In case you missed the latest news on how great sustainability is at Quinnipiac, let me fill you in. Our school has made some big changes in the past few years, ranging from giant wind turbines to a single-stream recycling system. These changes along with some others were enough to improve our College Sustainability Report Card grade from last year.
But the sustainability grade we improved on is still one that might have you saying “I probably shouldn’t have gone to Dick’s.” Yes, our grade this past year was that bad: We received a D for 2011. This is an embarrassing improvement from the past two years, when we received a D-. Quinnipiac should be on academic probation (or environmental probation, I should say) as its “green GPA” over the last three years is 0.8.
I remember when I took a tour of Quinnipiac as a senior in high school and they preached how “green” they were and how they would be even greener in the years to come. I fell in love with Quinnipiac before hearing this but having helped start the environmental club at my high school senior year, this was the icing on the cake.
Once I became a Bobcat, I realized what I was told on my tour was baloney. In the café, paper plates and plastic utensils were used instead of real, reusable ones. The York Hill café is no different, as the landfills receive lots of love from Quinnipiac students while the environmental options sit under the counter, remaining unused. In the Ratt, similar standards are applied and at Mondo’s, if you get a sub or a wrap, you most likely will get enough wax paper to wrap up your new pair of Toms.
Quinnipiac had great plans for York Hill’s sustainability. It was laid out to be a fundamentally green campus and set an example for future colleges and organizations to follow. While the windmills are great as well as the solar panels tiling the roof of Crescent, this campus is far from environmentally safe. Sometimes I wonder whose idea it was to put the campus on a blank size hill that is half a mile long. I often ponder how much gas I lose every time I come up to campus and better yet, how “efficient” it is to run all these shuttles up and down the hill 100 times a day. I drive a Saturn Ion and feel like I can see my gas gauge go down as my car struggles to climb the mountain that is York Hill. Fueling a shuttle with 10,000 more pounds and 20 more passengers must have been why the IDD minor was dropped.
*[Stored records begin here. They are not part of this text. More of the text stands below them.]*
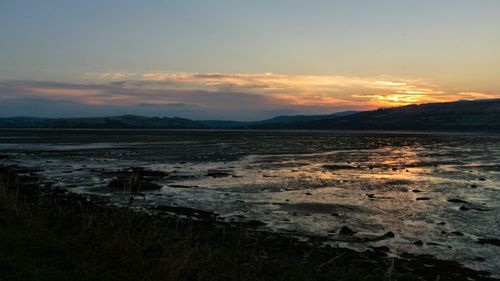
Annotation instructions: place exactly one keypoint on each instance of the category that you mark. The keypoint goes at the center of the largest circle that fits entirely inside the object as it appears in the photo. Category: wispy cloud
(109, 75)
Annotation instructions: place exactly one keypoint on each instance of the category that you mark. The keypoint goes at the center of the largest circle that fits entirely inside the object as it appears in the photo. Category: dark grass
(47, 235)
(46, 240)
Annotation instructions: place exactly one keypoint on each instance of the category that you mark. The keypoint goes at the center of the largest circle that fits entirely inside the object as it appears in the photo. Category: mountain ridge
(459, 115)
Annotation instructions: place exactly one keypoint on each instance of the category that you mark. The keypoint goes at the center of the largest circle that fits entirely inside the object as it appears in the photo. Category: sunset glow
(331, 63)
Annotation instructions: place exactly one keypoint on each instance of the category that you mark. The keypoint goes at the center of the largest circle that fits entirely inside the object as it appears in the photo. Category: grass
(52, 238)
(47, 240)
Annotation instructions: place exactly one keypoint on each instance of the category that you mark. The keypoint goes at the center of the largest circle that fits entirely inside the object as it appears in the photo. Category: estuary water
(438, 193)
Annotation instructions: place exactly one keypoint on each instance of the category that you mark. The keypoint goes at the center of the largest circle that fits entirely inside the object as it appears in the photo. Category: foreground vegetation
(59, 238)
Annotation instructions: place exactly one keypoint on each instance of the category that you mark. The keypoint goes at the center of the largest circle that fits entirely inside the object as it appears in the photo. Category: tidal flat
(412, 193)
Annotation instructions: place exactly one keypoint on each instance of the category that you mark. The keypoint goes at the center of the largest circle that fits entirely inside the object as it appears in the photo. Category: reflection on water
(442, 190)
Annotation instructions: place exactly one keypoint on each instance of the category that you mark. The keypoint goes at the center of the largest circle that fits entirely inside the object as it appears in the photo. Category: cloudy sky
(243, 60)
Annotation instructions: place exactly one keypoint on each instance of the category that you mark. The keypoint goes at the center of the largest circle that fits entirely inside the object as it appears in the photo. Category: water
(306, 183)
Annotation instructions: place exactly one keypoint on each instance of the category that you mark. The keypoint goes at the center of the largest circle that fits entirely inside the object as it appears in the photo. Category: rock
(217, 174)
(255, 223)
(384, 249)
(182, 186)
(133, 185)
(418, 243)
(456, 200)
(347, 231)
(495, 242)
(465, 208)
(389, 234)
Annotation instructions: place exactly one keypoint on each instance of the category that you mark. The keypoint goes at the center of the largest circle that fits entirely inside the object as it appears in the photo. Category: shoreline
(308, 257)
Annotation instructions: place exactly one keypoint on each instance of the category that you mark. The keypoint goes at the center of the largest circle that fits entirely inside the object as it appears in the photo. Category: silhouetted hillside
(118, 122)
(451, 116)
(278, 120)
(461, 115)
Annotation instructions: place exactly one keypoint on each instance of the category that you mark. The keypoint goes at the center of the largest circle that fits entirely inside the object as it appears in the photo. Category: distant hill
(117, 122)
(279, 120)
(451, 116)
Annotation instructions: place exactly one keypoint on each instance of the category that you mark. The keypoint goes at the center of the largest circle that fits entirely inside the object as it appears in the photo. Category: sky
(243, 60)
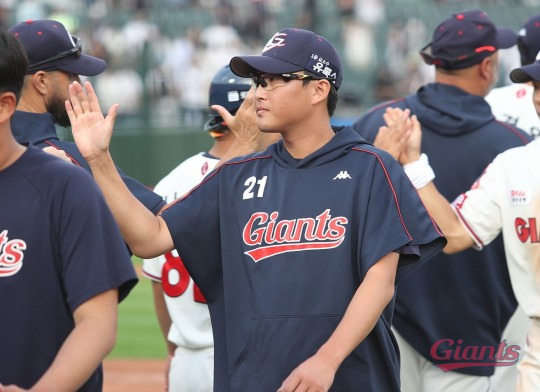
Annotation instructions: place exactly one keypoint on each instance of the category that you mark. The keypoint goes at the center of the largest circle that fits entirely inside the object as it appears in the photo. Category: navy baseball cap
(49, 46)
(529, 40)
(527, 73)
(466, 39)
(291, 50)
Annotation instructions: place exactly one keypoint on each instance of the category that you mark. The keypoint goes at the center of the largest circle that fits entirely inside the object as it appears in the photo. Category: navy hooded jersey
(59, 246)
(279, 246)
(38, 129)
(466, 295)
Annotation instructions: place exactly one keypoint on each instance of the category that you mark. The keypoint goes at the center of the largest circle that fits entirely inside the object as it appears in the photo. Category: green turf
(139, 335)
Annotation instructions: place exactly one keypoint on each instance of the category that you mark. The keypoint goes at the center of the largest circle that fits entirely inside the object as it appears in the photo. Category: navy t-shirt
(59, 246)
(38, 129)
(279, 247)
(466, 295)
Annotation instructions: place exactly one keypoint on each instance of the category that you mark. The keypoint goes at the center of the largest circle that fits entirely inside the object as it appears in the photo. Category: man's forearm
(441, 210)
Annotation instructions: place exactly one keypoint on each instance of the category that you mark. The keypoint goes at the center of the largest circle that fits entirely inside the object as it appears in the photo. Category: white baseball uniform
(191, 330)
(507, 198)
(513, 104)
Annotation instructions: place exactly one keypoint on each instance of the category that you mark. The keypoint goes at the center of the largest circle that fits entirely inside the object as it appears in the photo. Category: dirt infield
(134, 375)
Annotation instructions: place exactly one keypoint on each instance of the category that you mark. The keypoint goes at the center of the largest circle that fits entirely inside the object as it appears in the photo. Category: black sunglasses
(446, 61)
(75, 51)
(266, 80)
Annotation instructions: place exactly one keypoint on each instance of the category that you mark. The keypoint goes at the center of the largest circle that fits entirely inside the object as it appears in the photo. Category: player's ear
(8, 103)
(40, 82)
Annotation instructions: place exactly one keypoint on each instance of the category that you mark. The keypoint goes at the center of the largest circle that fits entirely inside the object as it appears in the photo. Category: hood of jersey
(448, 110)
(338, 146)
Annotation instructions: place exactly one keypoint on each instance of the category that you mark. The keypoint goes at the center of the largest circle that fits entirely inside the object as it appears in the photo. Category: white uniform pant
(192, 370)
(529, 367)
(515, 333)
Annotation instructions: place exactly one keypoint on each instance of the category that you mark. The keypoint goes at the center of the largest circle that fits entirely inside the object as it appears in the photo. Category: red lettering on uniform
(526, 229)
(323, 232)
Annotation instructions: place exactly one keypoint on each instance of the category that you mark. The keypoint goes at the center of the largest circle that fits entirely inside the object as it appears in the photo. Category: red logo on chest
(11, 255)
(271, 237)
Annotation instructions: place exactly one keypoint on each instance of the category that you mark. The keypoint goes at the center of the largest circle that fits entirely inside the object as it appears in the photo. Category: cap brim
(526, 74)
(506, 37)
(83, 65)
(244, 66)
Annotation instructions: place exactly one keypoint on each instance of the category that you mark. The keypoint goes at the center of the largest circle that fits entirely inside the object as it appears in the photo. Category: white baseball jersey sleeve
(507, 198)
(513, 104)
(191, 326)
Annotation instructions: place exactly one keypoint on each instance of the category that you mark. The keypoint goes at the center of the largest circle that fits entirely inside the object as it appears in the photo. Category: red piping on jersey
(58, 148)
(391, 187)
(166, 207)
(385, 104)
(513, 130)
(468, 227)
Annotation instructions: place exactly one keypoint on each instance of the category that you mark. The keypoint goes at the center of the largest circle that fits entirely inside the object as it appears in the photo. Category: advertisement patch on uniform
(520, 197)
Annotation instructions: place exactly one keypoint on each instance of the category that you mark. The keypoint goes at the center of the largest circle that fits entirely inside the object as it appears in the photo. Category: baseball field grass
(139, 335)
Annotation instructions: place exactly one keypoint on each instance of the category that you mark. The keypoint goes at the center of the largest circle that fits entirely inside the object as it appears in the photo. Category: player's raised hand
(91, 131)
(244, 123)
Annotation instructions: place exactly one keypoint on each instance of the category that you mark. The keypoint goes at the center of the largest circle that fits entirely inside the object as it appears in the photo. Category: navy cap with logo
(49, 46)
(291, 50)
(529, 40)
(466, 39)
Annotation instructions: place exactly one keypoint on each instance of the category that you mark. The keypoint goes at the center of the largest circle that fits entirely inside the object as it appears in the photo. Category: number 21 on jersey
(175, 278)
(254, 187)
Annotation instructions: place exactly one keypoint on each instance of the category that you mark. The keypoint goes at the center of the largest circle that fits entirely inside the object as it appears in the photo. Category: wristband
(419, 172)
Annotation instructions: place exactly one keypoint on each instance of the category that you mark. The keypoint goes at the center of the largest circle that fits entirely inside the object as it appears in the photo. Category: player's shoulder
(45, 171)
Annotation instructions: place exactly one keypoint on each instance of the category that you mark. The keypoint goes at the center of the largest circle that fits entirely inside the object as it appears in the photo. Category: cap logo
(320, 66)
(275, 41)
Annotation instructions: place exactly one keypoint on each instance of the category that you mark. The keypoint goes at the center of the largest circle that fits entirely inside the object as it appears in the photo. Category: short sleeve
(479, 210)
(397, 221)
(194, 224)
(94, 257)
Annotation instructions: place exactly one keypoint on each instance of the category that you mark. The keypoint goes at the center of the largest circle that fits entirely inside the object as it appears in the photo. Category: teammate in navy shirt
(297, 249)
(60, 279)
(55, 60)
(468, 295)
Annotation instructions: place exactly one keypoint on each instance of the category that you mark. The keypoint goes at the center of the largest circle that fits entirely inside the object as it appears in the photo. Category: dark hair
(13, 63)
(331, 103)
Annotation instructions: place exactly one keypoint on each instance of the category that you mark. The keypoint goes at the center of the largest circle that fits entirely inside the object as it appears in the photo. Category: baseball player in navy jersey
(180, 305)
(505, 199)
(513, 103)
(296, 249)
(55, 60)
(432, 304)
(60, 280)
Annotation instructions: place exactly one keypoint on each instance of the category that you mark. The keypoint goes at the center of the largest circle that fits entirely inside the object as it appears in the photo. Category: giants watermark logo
(321, 232)
(11, 255)
(456, 355)
(527, 230)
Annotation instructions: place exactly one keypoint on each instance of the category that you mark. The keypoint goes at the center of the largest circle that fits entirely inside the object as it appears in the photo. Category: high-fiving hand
(91, 131)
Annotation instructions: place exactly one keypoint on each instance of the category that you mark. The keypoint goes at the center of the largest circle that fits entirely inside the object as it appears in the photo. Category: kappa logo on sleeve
(271, 237)
(11, 255)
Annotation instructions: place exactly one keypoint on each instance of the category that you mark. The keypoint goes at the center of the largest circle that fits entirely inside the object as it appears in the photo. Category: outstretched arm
(436, 204)
(86, 346)
(248, 137)
(146, 234)
(374, 293)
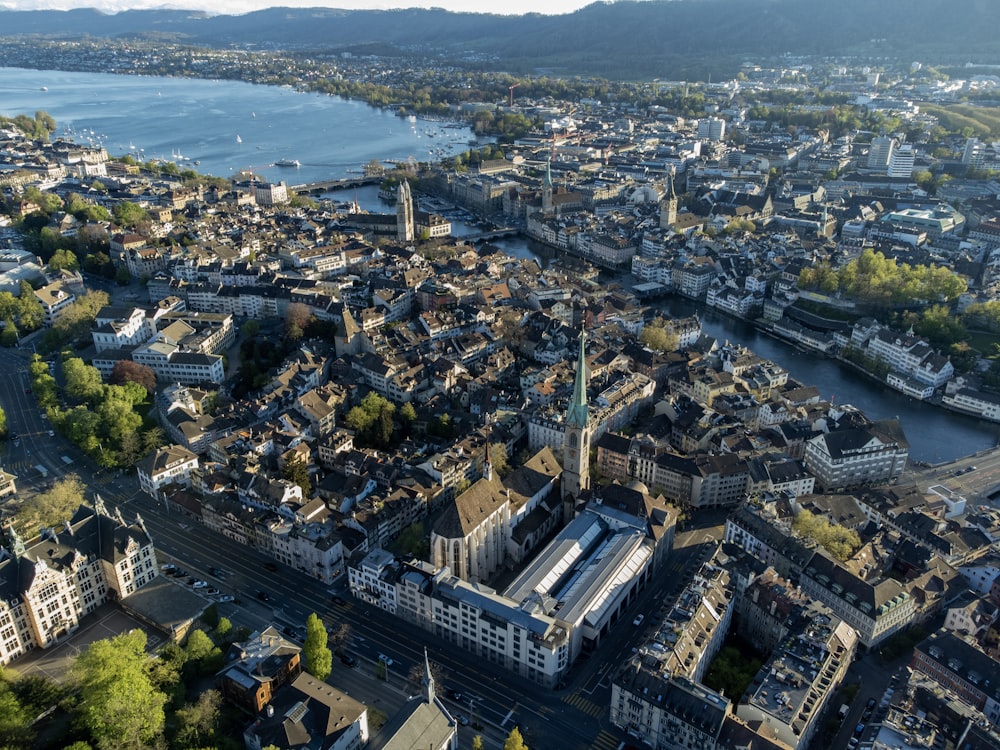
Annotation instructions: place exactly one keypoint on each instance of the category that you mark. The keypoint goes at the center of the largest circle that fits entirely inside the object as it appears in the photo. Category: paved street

The hallways in the Crescent residence hall are lined with lights approximately six feet away from each other, so if you’ve ever taken the 10 minutes it takes to walk from one end to the other, you can only imagine how many lights are on each floor. Quinnipiac was smart enough to put the lights in all of the study rooms on sensors but not the ones in the hallways, which would save thousands of dollars each year. I also toured Northeastern in my college searches and they had “green elevators.” The York Hill residence halls have several elevators as well as two more in the parking garage. They are far from environmentally-friendly, though they are just as slow as the power-saving ones I experienced in Boston.
Our rivals down Whitney Avenue, Yale University received an A this year, a consistent improvement from a A- last year and a B+ the year before. UConn, which has a student body of close to 20,000, received a B+ this year. Even Fairfield University, a comparable school to Quinnipiac, received a better grade than us as it got a C this year. We as the student body should be more embarrassed for our poor grade than tying Yale this year in the Heroes Hat game.
Although the administration is to blame for much of our grade, we as students aren’t doing much to help. Our grade was so bad that the group Students for Environmental Action with the help of facilities decided to host a contest and bribe us to work toward bettering the environment in the Do it in the Dark Challenge. The challenge started March 23 and only one out of 13 residence halls had reduced its energy. Meanwhile, Eastview has increased its usage by 165.4 percent in less than two weeks and no money has been saved by our attempt at reducing energy. So for yourself, Quinnipiac and the world, try to help the environment out and be more sustainable.